You may have noticed in recent weeks that politicians are struggling to avoid being labelled as either anti-business or anti-worker. David Cameron’s call for “company bosses to give their staff a pay rise” was countered by the TUC saying this is “If elected again his policies would do the opposite”. That exchange came shortly after Labour were accused of being ‘anti-business’ by the Chairman of Alliance Boots and others.
Last Wednesday’s Newsnight added an extra dimension to this debate, when Political Editor Allegra Stratton said Labour may not be harmed by appearing anti-business (referring to polling showing that a majority of the public think government should be ‘tough on business’).
This reveals an extraordinary situation. It is widely recognised that certain companies (banks, payday lenders, prominent tax-avoiders) are disliked, in some instances quite legitimately, but the polling referred to on Newsnight suggests a distrust of business in general.
This distrust – and its potential consequences – needs to be appreciated by the senior managers of large UK companies or their shareholders. Research shows that a sense of unfairness among employees harms productivity, but it also appears that there is a political risk associated with a breakdown of trust in business, that politicians may find it disadvantageous to promote legislation that benefits companies.
This appears to me to be a consequence of a cultural acrimony, in which senior managers live in a “boardroom bubble”, dismissive of outsiders’ views, and the majority of everyone else thinks (according to the British Social Attitudes survey) that “Big business benefits owners at the expense of workers” and “ Management will always try to get the better of employees if it gets the chance”.
The UK has to operate in a changing, competitive world, and if we all – from the shopfloor to the boardroom do not hang together “most assuredly, we shall all hang separately”.
There are practices already current in British companies that do recognise a need to build a collaborative team ethos, from performance bonuses that are extended to the whole workforce (as at Sainsbury’s), to bringing employees into decision-making structures (as at First Group, which has a non-senior employee – currently a train driver – on its board of directors), to full-scale employee ownership (as at John Lewis) but these practices are far from universal.
Of course, as others have noted, any unwillingness to act on the part of business could be an issue of collective action – higher wages could benefit the wider economy, but which individual companies are willing to jump first? It is issues such as these that our politicians must grapple with.

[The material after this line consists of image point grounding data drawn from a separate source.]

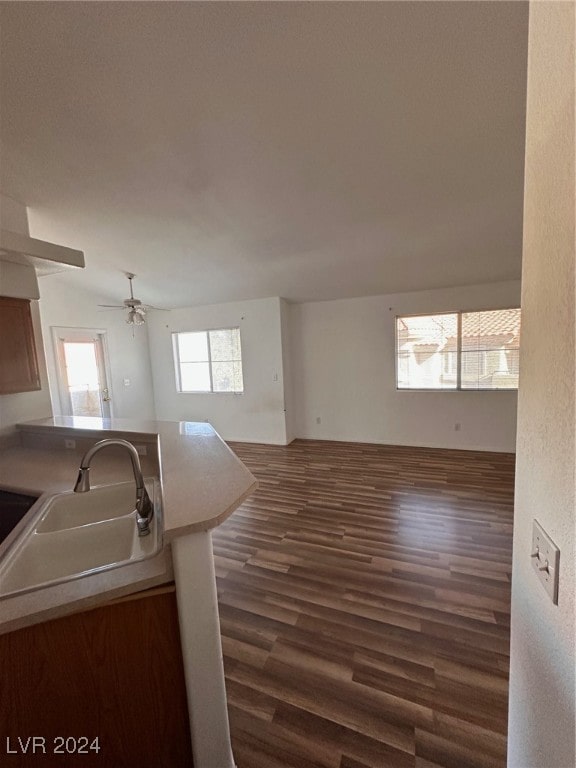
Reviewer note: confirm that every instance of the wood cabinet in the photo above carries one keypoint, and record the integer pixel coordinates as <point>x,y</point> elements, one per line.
<point>18,362</point>
<point>114,673</point>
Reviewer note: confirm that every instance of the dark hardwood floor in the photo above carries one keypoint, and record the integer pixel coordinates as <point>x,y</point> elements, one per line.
<point>364,597</point>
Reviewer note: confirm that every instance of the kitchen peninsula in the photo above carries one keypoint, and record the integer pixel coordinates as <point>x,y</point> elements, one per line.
<point>202,482</point>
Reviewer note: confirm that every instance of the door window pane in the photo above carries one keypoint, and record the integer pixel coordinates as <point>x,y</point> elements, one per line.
<point>82,378</point>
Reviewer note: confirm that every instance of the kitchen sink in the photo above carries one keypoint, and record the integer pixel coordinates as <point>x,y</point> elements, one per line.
<point>75,535</point>
<point>71,510</point>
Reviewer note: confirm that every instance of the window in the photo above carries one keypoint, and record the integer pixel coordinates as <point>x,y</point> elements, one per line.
<point>208,361</point>
<point>458,350</point>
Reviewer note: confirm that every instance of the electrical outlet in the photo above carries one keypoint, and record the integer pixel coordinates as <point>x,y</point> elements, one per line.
<point>545,560</point>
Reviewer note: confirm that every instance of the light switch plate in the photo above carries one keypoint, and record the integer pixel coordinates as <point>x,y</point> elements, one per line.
<point>545,560</point>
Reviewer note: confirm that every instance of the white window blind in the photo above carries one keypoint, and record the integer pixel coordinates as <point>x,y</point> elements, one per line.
<point>208,361</point>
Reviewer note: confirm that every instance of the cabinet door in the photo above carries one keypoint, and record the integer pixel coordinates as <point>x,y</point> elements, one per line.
<point>18,363</point>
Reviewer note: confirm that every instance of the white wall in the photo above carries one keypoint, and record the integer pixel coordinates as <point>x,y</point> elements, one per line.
<point>18,280</point>
<point>257,415</point>
<point>64,305</point>
<point>287,374</point>
<point>343,369</point>
<point>542,682</point>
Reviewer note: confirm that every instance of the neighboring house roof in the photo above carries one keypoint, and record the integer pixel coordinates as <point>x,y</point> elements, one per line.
<point>492,330</point>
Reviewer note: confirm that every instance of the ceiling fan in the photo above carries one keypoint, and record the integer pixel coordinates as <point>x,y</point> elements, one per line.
<point>136,309</point>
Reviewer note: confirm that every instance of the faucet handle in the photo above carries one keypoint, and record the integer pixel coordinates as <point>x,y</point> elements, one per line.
<point>83,480</point>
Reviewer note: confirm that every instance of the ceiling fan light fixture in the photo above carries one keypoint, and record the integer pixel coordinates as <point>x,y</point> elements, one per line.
<point>135,318</point>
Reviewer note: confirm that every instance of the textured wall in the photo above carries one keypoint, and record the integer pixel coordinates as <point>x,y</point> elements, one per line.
<point>343,365</point>
<point>542,712</point>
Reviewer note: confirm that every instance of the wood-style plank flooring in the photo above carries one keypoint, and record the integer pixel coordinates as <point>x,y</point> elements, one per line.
<point>364,597</point>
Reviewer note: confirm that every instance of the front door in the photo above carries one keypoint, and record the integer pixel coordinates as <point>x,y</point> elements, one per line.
<point>83,380</point>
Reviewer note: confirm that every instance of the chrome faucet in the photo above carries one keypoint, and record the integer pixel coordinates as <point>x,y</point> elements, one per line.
<point>144,507</point>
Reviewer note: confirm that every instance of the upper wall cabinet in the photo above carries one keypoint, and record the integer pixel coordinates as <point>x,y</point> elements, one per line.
<point>18,362</point>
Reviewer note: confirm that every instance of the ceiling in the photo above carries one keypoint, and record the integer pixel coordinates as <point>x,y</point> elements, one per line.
<point>226,151</point>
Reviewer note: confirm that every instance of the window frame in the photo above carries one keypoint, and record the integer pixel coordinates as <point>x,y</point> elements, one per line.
<point>458,387</point>
<point>178,362</point>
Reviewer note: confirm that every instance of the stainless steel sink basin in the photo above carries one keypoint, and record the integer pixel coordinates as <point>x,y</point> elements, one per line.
<point>75,535</point>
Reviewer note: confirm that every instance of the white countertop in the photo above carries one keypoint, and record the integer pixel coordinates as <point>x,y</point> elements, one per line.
<point>202,483</point>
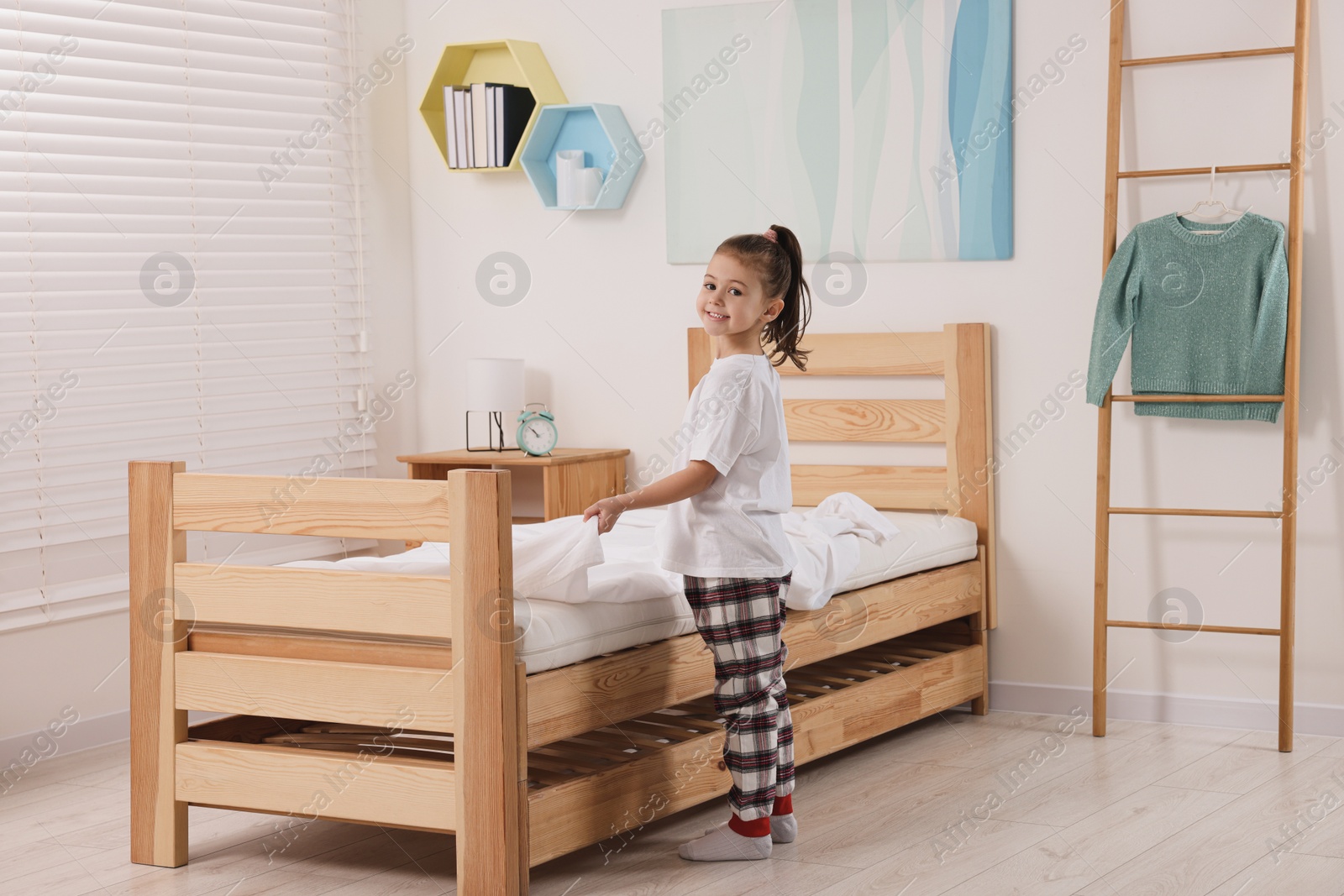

Whichever party or parties form the next government, they have an opportunity to build a culture of industrial relations that is internationally competitive because it is domestically collaborative; working with key stakeholders to incentivise and encourage practices such as those mentioned above, as we have previously proposed. If this is done, politicians of the future will not have to choose between being seen as ‘pro-business’ or ‘pro-worker’, as the two will be clearly aligned.